Some of this "sidetrack" is trying to help you.
Saws aren't built in a vacuum. The chain will be just as important as the porting. You can raise the exhaust a quarter inch and have peaky wizzy-poo that will spin 13000 rpms plus, but die as soon as the chain hits the wood. If your saw is peaky, you'll have to keep the rakers high or put in a smaller drive sprocket to keep it up on the powerband, but it won't be any faster, likely slower. Better to keep the torque side of your equation up, useful powerband between 9000-10000 and maintain your drive sprocket and some more agressive rakers that actually take a bite and cuts faster. Stop thinking F1 V10 and start thinking Twin-turbo Cummins. You will also be limited by the reed-port design in terms of how far up you can push the revs. The reed block will always be your airflow road block. This design tends to be more towards torque production than the piston ported design.

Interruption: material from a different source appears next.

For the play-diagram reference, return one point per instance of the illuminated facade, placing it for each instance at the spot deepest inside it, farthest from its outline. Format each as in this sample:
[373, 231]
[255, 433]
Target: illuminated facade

You can buy laminated fiber reed material in bulk and cut whatever you want. They'll work better than metallic ones and not destroy the engine when they fail.
Lastly, I don't know if anyone has ported one of these before. If you're after some direction on what to do to port it, bolt up the degree wheel and give some stock numbers and the porters will be glad to guide you. At the moment, your question is stuck at the level of asking someone how to get somewhere without knowing where you are first.